La humillación encendió una chispa. Si el rey no deseaba ser retratado, si le negaba el honor de inmortalizar su imagen, Velázquez hallaría una forma de venganza. Haría un cuadro monumental, de dimensiones muy superiores a las habituales. Un retrato de la corte que no estaría centrado en la figura real, sino en la suya propia. Sería una venganza silenciosa, una sutil pero poderosa autoafirmación. Un cuadro que lo elevaría no solo como pintor, sino como el cortesano que anhelaba ser, el maestro que dominaba la escena, la luz y la vida del palacio. La obsesión por la Orden de Santiago crecía en él como una fiebre, un objetivo que justificaba cada renuncia, cada sacrificio artístico.
Fue entonces cuando la providencia, disfrazada de amistad y ambición ajena, puso en su camino a Alonso Carbonell. Este hombre de figura enjuta, era el maestro mayor de las obras reales, y fue uno de los mayores implicados en la realización del Palacio del Buen Retiro, un amigo que compartía su pasión por la luz y el espacio, consciente de su importancia en la corte, por no ser cortesano, nunca fue retratado. Ambos paseaban por una de las salas más amplias del Alcázar, donde los juegos de perspectivas y la entrada de luz creaban una atmósfera única.
El taller del Alcázar donde pintaba Velázquez, no era una única sala. Como alto funcionario de la corte, tenía acceso a todas las salas, y dependiendo del lienzo utilizaba una u otra. Pasó toda una mañana analizando cada una de ellas, su espacio, la altura de los techos, los ventanales, la luz que incidía sobre las paredes….
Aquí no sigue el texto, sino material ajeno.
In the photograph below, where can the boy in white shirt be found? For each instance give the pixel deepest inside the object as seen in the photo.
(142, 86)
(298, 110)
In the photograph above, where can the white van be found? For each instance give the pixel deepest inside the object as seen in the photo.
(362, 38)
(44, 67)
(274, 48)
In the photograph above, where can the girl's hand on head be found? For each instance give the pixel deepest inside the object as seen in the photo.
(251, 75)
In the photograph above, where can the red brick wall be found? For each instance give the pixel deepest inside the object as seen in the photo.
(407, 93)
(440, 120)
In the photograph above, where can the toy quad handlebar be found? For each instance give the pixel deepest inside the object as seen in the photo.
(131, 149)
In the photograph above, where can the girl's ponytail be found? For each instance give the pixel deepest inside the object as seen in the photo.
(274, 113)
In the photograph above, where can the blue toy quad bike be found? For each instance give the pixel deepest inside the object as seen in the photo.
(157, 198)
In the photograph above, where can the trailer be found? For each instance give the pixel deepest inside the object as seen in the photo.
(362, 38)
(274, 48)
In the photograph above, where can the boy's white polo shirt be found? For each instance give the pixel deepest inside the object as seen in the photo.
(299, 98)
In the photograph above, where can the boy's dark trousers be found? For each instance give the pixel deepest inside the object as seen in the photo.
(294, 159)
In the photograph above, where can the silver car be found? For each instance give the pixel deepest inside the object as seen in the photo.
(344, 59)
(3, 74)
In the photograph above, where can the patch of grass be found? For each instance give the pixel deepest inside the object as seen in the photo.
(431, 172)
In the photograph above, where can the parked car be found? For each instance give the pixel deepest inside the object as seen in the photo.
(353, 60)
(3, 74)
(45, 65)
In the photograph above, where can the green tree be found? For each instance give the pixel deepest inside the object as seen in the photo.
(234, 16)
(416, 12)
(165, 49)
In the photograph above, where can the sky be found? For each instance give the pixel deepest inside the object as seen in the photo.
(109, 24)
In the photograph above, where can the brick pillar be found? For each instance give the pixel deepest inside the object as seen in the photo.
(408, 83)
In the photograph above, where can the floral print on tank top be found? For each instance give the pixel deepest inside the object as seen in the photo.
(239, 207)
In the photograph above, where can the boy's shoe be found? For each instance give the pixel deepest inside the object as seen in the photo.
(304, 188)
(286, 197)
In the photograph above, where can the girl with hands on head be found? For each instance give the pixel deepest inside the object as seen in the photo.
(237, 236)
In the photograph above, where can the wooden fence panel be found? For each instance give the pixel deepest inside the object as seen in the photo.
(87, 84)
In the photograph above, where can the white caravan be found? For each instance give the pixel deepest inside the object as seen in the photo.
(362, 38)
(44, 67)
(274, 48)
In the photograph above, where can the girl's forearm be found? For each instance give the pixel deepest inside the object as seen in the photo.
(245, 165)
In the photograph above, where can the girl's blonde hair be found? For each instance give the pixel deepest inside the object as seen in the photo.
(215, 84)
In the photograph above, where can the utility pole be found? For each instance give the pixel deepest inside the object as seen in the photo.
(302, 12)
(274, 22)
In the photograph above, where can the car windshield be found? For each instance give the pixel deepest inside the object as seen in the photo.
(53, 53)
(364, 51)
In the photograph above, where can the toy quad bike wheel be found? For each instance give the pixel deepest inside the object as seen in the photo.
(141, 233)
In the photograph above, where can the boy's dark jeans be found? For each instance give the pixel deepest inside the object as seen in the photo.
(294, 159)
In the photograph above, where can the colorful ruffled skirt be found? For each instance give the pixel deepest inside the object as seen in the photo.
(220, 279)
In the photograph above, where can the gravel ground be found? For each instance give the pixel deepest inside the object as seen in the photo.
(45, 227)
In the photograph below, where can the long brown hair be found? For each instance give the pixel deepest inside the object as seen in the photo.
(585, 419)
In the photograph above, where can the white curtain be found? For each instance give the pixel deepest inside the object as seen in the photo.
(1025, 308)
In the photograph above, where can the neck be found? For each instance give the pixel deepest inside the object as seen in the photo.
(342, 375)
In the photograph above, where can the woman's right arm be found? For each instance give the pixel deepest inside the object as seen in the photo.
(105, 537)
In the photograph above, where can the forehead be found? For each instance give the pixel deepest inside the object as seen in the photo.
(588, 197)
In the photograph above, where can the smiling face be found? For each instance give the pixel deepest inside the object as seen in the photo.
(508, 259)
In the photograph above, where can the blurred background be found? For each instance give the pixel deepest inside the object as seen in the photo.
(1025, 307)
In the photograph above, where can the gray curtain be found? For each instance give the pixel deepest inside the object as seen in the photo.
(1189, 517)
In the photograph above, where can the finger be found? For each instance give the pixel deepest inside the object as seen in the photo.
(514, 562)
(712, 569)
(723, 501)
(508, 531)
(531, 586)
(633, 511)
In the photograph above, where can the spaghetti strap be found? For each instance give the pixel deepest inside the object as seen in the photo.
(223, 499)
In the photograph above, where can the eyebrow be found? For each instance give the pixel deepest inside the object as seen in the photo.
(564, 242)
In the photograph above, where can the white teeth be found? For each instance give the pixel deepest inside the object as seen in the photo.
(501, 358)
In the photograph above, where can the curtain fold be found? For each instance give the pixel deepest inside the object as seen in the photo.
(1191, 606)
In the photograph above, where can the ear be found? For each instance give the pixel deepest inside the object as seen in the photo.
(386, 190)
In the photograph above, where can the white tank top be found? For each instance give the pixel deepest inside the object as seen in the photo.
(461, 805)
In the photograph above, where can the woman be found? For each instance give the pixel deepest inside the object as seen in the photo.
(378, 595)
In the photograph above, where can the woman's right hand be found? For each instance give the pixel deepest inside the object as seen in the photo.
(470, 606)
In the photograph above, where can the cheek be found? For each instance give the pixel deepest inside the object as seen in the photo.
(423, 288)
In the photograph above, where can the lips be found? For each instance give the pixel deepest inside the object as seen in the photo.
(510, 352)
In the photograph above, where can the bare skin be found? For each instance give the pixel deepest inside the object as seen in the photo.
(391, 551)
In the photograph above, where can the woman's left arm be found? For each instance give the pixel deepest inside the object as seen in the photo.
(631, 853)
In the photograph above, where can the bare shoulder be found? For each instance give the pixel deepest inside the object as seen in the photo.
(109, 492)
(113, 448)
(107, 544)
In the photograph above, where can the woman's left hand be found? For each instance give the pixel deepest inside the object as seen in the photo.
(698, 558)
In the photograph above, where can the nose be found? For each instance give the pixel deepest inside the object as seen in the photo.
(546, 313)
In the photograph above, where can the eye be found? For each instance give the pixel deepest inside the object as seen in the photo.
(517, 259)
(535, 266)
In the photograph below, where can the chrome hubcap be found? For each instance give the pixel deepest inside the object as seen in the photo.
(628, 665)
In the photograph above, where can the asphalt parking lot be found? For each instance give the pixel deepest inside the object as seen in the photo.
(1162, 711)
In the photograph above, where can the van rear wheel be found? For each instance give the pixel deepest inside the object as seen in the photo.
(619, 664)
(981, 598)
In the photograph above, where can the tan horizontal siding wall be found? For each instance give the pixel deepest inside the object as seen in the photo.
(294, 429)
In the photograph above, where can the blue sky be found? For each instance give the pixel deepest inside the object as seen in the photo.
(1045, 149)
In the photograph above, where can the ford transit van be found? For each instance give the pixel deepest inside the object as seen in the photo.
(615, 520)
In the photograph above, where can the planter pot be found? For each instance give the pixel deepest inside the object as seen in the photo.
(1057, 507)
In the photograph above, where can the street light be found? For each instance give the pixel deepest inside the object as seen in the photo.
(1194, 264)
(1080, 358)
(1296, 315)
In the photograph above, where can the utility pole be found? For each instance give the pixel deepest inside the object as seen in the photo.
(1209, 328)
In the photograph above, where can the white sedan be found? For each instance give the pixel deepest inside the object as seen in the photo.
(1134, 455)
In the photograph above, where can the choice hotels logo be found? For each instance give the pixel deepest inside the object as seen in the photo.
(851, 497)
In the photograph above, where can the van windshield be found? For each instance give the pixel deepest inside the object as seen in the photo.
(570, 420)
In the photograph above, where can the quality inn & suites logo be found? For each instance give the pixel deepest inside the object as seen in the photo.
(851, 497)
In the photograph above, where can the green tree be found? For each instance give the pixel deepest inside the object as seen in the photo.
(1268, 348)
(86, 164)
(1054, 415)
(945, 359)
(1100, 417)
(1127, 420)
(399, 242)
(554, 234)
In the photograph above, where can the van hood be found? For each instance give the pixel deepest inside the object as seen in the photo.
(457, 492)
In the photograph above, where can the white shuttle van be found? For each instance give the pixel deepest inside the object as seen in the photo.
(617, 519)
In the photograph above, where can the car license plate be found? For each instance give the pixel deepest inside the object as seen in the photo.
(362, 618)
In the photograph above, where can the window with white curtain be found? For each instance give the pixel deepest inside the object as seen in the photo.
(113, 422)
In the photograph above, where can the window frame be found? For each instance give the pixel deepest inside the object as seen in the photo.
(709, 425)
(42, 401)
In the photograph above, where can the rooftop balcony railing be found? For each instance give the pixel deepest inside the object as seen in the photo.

Acompañado por Alonso Carbonell, accedieron a través de una gran puerta de madera magníficamente tallada, al Salón del Cuarto del Príncipe, al que Felipe IV llamaba coloquialmente El Salón del Despacho de Verano, por sus paredes anchas y altos techos. En los duros y cálidos días de verano, en su interior, la temperatura era notablemente inferior. Se trataba de una amplia estancia de altos techos. Estaba decorada con obras de arte soberbias, que el propio Velázquez se encargó de traer a la corte, obras de Rubens y Rembrand a los que admiraba, Zurbarán, y otros maestros flamencos. Tenía unos grandísimos ventanales en su pared derecha, que proporcionaban una exquisita luz que aunque no incidía directamente en el interior de la sala, si la dotaba de una luz natural casi monótona a lo largo del día. Al fondo de la Sala, se encontraba una pequeña puerta que siempre estaba cerrada. Justo al lado izquierdo de la puerta había un espejo de medianas dimensiones, perfectamente enmarcado en madera de nogal, el tallado en la moldura que le confería una pieza única.
El maestro sujetó a Diego por un brazo con la intención de detenerle, —Diego, observad —dijo el maestro mayor, extendiendo un brazo en un gesto amplio—. La forma en que la luz incide desde el ventanal, el espacio que se dilata en el fondo con esa puerta entreabierta… aquí podría plasmarse la verdadera esencia de este palacio. Una composición que revelaría la maestría de la arquitectura tanto como la del arte.
Velázquez miró la sala, pero no veía solo arquitectura. Veía su venganza. Propondría a Felipe IV la realización de un nuevo cuadro de la Infanta Margarita, junto a las Meninas y sus bufones… pero en realidad se pintaría a sí mismo, de pie, en el centro de la zona aurea del lienzo , el pincel en la mano, tan alto como un grande de España y con la tan ansiada Cruz de Santiago en el pecho. La complejidad espacial de la sala le fascinaba, pero el tiempo para planificarla, para dibujarla con la precisión necesaria, le resultaba una quimera. Las pilas de pergaminos de Aposentador Mayor le ahogaban.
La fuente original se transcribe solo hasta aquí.